Exports showed positive momentum, surpassing the $2.8 billion mark in September for the first time in four months, as reported by the Pakistan Bureau of Statistics (PBS). Merchandise exports reached $7.9 billion during the first quarter (July-September), reflecting an increase of $974 million, or 14.1%, compared to the same period last fiscal year. This increase in exports nearly matches the $1.02 billion loan tranche Pakistan received from the International Monetary Fund (IMF) at an interest rate of approximately 5%.

The current fiscal year has seen healthy growth in both exports and remittances from overseas Pakistanis, which are crucial non-debt creating sources of foreign inflows. This provides the government with an additional cushion of about $600 million per month, even as foreign exchange reserves remain tight.

Following the IMF’s recent financial assistance, gross official foreign exchange reserves have risen to around $10.5 billion. However, this amount is still below the minimum required to cover three months’ worth of imports. Imports rose nearly 10%, increasing by $1.2 billion to reach $13.3 billion during the first quarter, according to the national data agency.

The trade deficit widened by 4.2% to $5.4 billion in the first three months of the current fiscal year, an increase of only $224 million, largely attributed to the rise in exports. The pace of the deficit’s growth was significantly slower than in previous years, thanks to improved export performance and strict controls on imports.

Last fiscal year, rice exports had played a substantial role in boosting Pakistan’s overall exports. However, with India lifting its ban on rice exports, this contribution is now at risk. PBS data indicates that the trade deficit grew by one-fifth in September compared to the same month last year, reaching $1.8 billion. Exports in September totaled $2.8 billion, an increase of $334 million, or 13.5%, while imports jumped to $4.6 billion.

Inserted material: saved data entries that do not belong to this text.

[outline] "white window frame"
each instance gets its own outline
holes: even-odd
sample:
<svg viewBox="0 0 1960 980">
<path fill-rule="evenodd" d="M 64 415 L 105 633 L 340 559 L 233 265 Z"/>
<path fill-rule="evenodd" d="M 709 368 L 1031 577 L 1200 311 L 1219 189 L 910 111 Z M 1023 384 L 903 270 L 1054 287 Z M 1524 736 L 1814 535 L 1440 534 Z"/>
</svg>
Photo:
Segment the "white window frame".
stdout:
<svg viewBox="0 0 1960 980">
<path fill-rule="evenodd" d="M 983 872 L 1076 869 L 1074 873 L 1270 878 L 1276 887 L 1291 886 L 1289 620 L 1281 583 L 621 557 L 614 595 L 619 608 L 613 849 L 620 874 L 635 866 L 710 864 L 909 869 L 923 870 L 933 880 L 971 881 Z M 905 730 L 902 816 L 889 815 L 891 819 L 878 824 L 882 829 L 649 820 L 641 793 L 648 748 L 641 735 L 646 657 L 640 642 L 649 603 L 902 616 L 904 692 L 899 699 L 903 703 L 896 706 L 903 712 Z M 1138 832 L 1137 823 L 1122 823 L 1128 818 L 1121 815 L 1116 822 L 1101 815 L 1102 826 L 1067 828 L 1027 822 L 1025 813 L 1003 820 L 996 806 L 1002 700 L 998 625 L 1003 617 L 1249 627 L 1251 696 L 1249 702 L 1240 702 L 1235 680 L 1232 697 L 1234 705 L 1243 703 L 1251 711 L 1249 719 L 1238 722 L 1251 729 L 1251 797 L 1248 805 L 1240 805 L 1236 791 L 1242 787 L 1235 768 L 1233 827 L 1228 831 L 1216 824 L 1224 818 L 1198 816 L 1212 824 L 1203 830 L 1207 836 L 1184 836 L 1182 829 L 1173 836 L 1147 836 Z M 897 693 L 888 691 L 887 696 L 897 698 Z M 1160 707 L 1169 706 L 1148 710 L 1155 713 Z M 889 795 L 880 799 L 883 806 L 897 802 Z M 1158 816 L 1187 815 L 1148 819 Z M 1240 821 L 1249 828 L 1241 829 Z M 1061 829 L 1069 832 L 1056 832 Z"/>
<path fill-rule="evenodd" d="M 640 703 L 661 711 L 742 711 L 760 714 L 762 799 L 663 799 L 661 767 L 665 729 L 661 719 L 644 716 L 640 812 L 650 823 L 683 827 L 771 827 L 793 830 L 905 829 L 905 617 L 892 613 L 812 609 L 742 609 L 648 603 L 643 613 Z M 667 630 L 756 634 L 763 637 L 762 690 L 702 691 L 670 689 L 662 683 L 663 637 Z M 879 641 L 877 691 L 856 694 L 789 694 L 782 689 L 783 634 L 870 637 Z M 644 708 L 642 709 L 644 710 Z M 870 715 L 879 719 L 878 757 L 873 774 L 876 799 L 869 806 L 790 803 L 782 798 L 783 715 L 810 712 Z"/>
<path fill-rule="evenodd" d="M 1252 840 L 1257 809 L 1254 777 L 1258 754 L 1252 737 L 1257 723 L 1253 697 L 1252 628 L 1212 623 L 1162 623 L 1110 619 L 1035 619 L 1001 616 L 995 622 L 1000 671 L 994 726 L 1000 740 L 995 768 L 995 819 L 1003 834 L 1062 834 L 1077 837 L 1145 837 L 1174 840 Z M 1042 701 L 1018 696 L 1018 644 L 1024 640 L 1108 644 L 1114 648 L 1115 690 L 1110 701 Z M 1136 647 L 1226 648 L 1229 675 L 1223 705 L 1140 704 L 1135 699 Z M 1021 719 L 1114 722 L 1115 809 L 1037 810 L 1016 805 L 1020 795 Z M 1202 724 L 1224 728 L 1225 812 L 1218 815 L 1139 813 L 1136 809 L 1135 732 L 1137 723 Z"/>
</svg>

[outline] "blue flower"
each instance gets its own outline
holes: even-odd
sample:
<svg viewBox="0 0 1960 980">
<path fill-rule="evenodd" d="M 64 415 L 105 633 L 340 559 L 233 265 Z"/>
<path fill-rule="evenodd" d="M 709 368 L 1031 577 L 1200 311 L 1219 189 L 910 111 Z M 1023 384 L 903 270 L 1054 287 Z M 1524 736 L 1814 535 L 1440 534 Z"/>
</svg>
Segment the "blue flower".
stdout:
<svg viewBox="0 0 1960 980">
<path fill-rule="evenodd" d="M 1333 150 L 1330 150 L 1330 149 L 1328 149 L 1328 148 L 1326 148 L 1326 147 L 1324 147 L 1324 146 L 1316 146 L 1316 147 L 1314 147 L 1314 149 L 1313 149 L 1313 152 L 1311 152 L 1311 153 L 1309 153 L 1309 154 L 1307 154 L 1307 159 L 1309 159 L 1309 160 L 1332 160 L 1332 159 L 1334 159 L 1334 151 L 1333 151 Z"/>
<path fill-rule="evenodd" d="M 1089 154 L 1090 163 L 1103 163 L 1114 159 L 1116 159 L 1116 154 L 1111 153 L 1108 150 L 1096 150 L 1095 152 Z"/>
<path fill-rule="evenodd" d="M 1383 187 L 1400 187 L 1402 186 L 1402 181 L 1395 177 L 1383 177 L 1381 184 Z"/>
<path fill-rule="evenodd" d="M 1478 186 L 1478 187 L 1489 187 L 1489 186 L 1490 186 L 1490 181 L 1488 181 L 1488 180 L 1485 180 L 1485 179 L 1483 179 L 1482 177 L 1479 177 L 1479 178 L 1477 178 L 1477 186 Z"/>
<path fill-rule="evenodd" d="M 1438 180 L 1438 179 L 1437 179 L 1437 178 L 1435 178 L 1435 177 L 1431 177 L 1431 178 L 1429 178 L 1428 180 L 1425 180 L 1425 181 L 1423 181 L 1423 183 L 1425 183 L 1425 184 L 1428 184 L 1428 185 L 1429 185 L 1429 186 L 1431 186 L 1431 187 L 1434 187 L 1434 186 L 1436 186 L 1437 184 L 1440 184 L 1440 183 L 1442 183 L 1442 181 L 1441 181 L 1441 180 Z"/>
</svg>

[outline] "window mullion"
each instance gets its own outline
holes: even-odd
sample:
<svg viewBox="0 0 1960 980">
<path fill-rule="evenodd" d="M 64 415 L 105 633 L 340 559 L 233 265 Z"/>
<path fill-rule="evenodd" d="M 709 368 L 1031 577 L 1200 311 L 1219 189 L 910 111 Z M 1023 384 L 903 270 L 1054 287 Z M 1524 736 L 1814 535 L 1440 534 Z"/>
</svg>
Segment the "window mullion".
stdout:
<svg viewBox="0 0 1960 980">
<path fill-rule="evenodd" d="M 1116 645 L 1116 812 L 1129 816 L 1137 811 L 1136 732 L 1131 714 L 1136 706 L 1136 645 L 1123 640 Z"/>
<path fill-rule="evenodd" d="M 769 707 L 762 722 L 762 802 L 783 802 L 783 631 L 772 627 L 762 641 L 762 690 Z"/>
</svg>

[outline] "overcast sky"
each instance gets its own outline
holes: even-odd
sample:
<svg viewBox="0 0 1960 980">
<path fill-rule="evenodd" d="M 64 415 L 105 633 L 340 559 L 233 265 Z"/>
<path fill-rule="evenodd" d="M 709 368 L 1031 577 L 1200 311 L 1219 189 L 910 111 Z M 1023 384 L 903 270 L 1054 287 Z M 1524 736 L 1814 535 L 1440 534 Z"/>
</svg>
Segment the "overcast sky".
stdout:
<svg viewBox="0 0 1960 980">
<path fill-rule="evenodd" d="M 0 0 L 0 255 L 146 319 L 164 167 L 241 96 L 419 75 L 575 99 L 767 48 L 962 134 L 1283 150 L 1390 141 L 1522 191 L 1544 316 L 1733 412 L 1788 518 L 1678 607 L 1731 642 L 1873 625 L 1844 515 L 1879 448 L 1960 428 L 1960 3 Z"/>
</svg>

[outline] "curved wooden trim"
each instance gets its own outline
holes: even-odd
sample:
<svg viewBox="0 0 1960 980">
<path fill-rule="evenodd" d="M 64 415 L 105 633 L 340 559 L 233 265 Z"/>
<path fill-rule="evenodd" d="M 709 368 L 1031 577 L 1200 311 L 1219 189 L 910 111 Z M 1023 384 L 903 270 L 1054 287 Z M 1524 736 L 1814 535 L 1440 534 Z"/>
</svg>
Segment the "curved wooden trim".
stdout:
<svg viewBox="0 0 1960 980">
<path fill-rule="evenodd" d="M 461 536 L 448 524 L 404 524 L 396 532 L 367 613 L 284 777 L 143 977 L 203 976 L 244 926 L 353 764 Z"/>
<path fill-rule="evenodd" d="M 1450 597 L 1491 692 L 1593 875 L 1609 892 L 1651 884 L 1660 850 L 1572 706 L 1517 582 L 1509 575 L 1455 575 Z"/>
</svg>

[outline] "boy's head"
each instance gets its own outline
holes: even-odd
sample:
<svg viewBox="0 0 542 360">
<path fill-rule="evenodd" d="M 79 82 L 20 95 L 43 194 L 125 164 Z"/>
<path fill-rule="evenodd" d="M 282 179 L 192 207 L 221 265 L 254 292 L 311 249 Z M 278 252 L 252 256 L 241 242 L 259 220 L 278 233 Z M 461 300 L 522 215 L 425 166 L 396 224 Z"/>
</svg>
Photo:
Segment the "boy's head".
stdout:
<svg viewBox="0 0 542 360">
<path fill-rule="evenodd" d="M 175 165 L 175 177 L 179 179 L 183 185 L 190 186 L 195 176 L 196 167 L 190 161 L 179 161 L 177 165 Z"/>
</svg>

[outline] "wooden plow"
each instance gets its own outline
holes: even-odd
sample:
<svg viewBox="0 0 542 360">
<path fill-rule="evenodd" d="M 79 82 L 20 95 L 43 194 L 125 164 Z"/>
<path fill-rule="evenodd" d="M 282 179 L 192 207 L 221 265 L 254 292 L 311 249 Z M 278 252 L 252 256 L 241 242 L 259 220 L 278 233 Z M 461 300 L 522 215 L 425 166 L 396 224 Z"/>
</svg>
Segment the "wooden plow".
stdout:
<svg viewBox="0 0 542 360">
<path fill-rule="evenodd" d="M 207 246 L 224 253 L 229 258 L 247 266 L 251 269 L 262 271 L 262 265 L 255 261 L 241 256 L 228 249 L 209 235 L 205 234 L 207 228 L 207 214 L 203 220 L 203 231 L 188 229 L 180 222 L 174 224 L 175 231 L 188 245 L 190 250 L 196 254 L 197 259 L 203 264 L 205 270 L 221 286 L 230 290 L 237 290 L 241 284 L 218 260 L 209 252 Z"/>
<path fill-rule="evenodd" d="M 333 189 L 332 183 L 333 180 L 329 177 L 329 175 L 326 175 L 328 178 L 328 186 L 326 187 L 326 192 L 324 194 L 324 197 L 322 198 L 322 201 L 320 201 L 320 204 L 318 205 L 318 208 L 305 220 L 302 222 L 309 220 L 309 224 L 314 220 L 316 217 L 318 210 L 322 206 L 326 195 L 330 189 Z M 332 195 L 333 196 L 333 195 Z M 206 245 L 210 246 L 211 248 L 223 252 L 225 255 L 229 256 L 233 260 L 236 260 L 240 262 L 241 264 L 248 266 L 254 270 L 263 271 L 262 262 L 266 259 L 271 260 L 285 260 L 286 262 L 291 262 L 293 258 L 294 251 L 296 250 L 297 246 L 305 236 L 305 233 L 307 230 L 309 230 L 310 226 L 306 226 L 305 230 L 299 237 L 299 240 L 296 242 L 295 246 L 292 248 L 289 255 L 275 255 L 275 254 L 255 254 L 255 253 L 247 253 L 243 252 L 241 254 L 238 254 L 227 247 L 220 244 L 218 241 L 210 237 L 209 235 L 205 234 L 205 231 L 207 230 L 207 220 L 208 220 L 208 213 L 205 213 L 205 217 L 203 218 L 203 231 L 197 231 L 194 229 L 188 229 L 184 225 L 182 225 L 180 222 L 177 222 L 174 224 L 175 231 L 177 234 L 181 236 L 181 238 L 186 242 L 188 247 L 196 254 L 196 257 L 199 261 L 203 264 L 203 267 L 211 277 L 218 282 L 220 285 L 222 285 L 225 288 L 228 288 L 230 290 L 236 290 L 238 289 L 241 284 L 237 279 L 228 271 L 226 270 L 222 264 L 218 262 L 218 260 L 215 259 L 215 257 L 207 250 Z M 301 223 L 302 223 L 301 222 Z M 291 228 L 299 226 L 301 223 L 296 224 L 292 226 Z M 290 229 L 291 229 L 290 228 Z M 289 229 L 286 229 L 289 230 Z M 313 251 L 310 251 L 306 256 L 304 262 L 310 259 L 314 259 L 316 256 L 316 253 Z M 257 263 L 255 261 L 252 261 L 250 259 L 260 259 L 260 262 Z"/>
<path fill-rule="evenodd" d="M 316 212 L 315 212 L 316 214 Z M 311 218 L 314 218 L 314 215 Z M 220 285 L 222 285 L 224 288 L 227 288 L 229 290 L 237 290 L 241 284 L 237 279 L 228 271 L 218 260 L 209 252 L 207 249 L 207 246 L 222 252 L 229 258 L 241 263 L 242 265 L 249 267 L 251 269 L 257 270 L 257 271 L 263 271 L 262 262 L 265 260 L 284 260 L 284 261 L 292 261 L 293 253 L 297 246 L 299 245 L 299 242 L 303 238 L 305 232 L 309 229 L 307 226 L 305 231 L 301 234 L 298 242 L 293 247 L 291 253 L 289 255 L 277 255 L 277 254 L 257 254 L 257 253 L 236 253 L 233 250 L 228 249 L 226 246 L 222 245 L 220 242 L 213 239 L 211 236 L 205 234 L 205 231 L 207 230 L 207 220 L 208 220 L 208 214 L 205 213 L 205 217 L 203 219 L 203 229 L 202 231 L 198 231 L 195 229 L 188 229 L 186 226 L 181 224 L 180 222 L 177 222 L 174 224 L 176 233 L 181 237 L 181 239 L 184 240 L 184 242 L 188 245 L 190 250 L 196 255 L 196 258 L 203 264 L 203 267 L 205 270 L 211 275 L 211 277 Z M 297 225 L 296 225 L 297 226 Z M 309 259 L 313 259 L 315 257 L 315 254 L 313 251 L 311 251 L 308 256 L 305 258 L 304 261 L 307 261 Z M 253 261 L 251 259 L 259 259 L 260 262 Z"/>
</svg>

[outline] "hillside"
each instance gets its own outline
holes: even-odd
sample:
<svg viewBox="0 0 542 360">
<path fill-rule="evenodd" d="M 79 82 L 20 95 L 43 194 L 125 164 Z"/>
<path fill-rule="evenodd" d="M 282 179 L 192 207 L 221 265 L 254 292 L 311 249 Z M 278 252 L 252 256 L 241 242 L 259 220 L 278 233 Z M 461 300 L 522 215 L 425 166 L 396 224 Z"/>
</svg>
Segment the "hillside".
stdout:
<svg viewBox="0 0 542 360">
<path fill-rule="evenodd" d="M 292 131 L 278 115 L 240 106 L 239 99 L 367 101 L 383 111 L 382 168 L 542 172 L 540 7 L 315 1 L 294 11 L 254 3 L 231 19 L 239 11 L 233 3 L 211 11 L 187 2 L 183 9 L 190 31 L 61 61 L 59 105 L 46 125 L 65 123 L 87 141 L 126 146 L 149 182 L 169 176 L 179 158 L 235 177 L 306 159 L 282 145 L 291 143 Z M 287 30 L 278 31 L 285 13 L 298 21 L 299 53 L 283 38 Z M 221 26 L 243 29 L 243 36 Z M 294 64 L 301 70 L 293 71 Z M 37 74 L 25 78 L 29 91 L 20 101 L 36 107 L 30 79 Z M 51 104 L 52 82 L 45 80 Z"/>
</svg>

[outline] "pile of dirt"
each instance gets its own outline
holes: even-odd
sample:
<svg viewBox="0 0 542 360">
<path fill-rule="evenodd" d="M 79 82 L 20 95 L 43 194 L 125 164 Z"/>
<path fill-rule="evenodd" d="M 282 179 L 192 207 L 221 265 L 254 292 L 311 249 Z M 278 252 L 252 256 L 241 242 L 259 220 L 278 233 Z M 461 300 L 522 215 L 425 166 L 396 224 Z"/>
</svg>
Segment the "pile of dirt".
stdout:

The trade deficit saw a 2% month-on-month increase, rising to $1.8 billion due to slight growth in both exports and imports. Earlier, Pakistan struggled with external debt-creating flows without an IMF support framework. With the approval of a $7 billion three-year program by the IMF, the country is expected to maintain its foreign currency reserves in double digits.

However, the IMF has reiterated the need for currency depreciation. In a recent statement, the IMF executive board emphasized that allowing the exchange rate to act as a shock absorber is crucial for enhancing competitiveness and rebuilding reserves. The relatively low import levels are negatively affecting the revenue targets set by the Federal Board of Revenue (FBR). In the first quarter of FY25, the FBR collected Rs901 billion in taxes related to imports.

Import taxes constituted 35% of the total tax revenue collected during this period, a decrease from 40% a year earlier. Before the economic crisis struck Pakistan two years ago, import tax collection accounted for over half of total tax receipts. Typically, Pakistan’s monthly import bill ranged between $6 billion and $6.5 billion, but the government has since restricted it to below $5 billion due to limited foreign exchange reserves.

While Pakistan’s recent export growth and the return of a surplus in the current account balance are encouraging signs, they come against a backdrop of significant economic hurdles. The dependency on remittances and the continued need for IMF support underscore the fragility of the recovery. Looking ahead, sustainable growth will depend on strategic economic reforms, a stabilization of imports, and efforts to bolster the tax base. By addressing these challenges, Pakistan can work towards a more resilient economy capable of supporting its citizens and maintaining a favorable balance of trade.